Sometimes you just have to look in the mirror.
It’s hard to understand, and I certainly don’t expect you to, but when you’re the head writer for the largest wrestling company in the world, and at the current moment the competition is kicking your ass, you literally get to the point where ANYTHING GOES. Now, understand, I’m not talking about a level of desperation… it’s not that… you just feel the pressure of having to pull out all the stops. Anything and everything goes, you MUST take chances, and you MUSTN’T be afraid of both the unknown and pushing the boundaries.
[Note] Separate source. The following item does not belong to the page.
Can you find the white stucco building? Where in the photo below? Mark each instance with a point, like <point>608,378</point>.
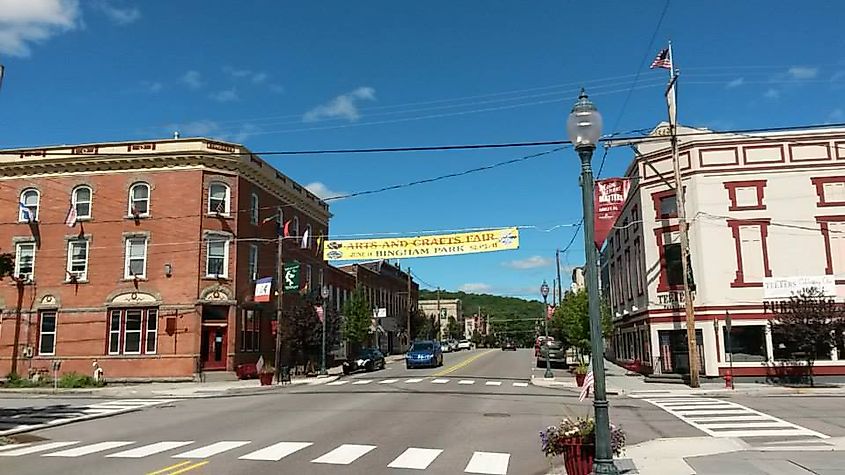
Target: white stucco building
<point>762,206</point>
And, yeah… sometimes you go too far.
As the head writer of the show I was privy to a lot of information, but not necessarily all the information. When it came to issues with talent, that was handled by JR, and I made it a rule to never overstep my boundaries. If there was something I NEEDED to know in order to do my job, they told me. If the information wasn’t VITAL, at times I was kept in the dark. For whatever reason, over the years a lot of people have a problem believing that—but—it was the truth.
My job at WWE was to simply write the best television show I was capable of writing. The constant “drama” that always surrounded the wrestling business was something I tried DESPERATELY to stay out of. My philosophy was that it was NONE of my business until they told me it NEEDED to be my business.
I’m not going to lie, despite popular demand of what my adversaries would want you to believe about me. That’s just not me. Being born and raised in an Italian New ‘Yawk’ family, you were always raised to tell the truth regardless of the circumstances, and, yeah, being honest cost me DEARLY in the wrestling business because the one thing the carnies, the con-men, the liars and workers in the business can’t handle is THE TRUTH.
Why? It’s simple—because they are constantly LYING. That’s just the nature of the beast. Being honest and truthful never has, doesn’t and never will work in professional wrestling.
Yes—I knew Hawk, Michael Hegstrand, was having issues with drugs. You can’t help but to hear the chatter in both the locker room and the office.
Hawk wasn’t the first wrestler to have drug related issues and he certainly wasn’t going to be the last. But the boys have a way of hiding it. Remember they are workers. They work you to believe what they want you to believe and they’re DAMN GOOD at it. So with Hawk… I didn’t feel like it was a matter of life and death, perhaps he had just gotten hooked on something that helped him mask the physical pain he was feeling. Many of them do.
Now, when you are writing and producing about 150 shows a year, you use anything and everything to try to make each episode different. No matter WHAT it is; divorce, infidelity, criminal records, addictions… anything goes. You just exaggerate the real life situation for entertainment purposes. Writing that now I realize just how HORRIBLE that is, but back then it was the truth.
I had no idea that Hawk’s addiction was as serious as it was. NONE. How would I know? I only saw him at TV where as a pro, he was always ON. He never brought any problems he may have been having in his personal like to work. So to me, writing into the story that Hawk was “struggling” was just another storyline. At no time did he ever object to it, so I really had no feeling whatsoever for how serious the issue was.
If I had known, I would have never done it. But, I didn’t, so I did.
It was after a TV taping where I was at the airport waiting to fly home. God, I just could never wait to get home. I always wanted to get home. It was at that time that I saw Animal, Joe Laurinaitis, pushing Hawk through the airport… in a wheelchair.
I will never forget the sight. Joe was doing it in such a nonchalant manner, hoping that nobody would notice, but everyone did.
Hawk was comatose and foaming at the mouth. He was totally out of it. At that moment I just couldn’t believe what I was seeing. I had no idea that Michael was in this way. No idea. Again, had I known…
After that, I immediately killed the storyline. This was no longer entertainment; this was a man’s life—and ultimately his death.
Man, I just had no idea.
And, I live with it every single day.